Certificate of Eligibility retrieved electronically. With lender access to WebLGY, eligibility can often be confirmed the same day rather than waiting on a mailed request.
Military income reviewed in full. BAH, BAS, special pay, and combat pay all factored in, with LES and statement-of-service documentation read fluently.
Funding fee status confirmed. Service-connected disability exemptions identified up front, since they change what a borrower qualifies for.
Advantage Loan considered where it fits. For borrowers selling one home and buying another, the companion personal loan bridges closing costs without requiring savings to be drained.
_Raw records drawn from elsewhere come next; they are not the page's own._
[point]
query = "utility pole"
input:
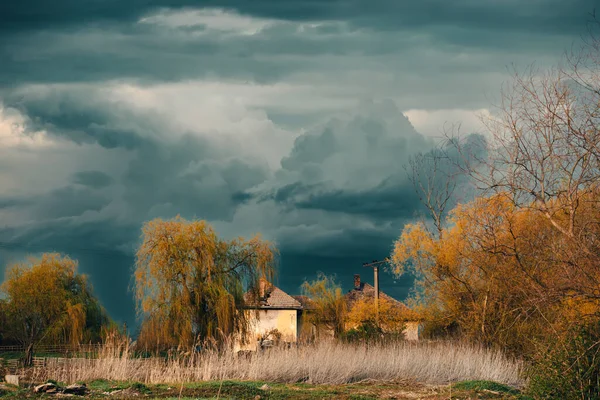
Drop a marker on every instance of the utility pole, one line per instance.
(375, 265)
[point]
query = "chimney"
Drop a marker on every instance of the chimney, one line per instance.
(262, 286)
(356, 281)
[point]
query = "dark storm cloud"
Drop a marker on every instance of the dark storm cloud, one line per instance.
(81, 42)
(550, 15)
(92, 179)
(385, 201)
(78, 116)
(166, 172)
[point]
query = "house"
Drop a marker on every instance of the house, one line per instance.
(364, 291)
(274, 315)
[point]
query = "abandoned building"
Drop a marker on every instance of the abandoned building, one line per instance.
(275, 315)
(365, 291)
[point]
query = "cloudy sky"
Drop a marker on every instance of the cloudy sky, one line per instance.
(291, 118)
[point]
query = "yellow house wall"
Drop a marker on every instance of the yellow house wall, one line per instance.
(285, 321)
(412, 330)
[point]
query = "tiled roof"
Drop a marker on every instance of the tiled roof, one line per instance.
(305, 301)
(273, 298)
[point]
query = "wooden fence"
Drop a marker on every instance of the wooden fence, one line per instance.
(60, 349)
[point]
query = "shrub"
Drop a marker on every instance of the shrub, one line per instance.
(570, 367)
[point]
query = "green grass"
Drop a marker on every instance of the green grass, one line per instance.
(485, 385)
(279, 391)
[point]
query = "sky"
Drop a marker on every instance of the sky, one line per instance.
(293, 119)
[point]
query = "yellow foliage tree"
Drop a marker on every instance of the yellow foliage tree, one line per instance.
(47, 301)
(391, 318)
(189, 283)
(498, 272)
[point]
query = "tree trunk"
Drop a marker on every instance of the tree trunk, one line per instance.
(28, 355)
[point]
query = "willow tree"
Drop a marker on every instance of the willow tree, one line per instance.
(190, 284)
(47, 301)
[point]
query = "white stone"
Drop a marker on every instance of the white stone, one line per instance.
(12, 379)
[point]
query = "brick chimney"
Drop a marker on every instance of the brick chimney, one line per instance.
(356, 281)
(262, 286)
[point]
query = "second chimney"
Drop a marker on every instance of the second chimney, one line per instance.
(357, 282)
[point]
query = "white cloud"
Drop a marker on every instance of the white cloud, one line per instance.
(437, 123)
(12, 131)
(214, 19)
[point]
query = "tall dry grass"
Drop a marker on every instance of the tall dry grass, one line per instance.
(323, 363)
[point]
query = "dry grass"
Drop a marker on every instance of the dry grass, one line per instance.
(324, 363)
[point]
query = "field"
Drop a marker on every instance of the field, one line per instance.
(102, 389)
(327, 370)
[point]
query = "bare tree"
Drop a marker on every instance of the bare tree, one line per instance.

Pre-approval letter issued. Documented, underwriting-reviewed, and ready for a competitive offer.
FAQs
What income counts toward VA loan qualification? Military income sources like BAH, BAS, and special pay all count, and lenders who handle VA loans daily know how to document and verify them correctly.
How long does it take to get a Certificate of Eligibility? Lenders with access to the VA's WebLGY portal can often pull your COE electronically the same day, far faster than requesting it yourself.
What if I'm buying a new home before my current one sells? The NewDay Home Advantage Loan can cover closing costs and bridge the gap between buying and selling, with interest refunded if repaid within one year.
Do Veterans with a service-connected disability have to pay the VA funding fee? No. Veterans receiving service-connected disability compensation are typically exempt, which can meaningfully affect how much you qualify to borrow.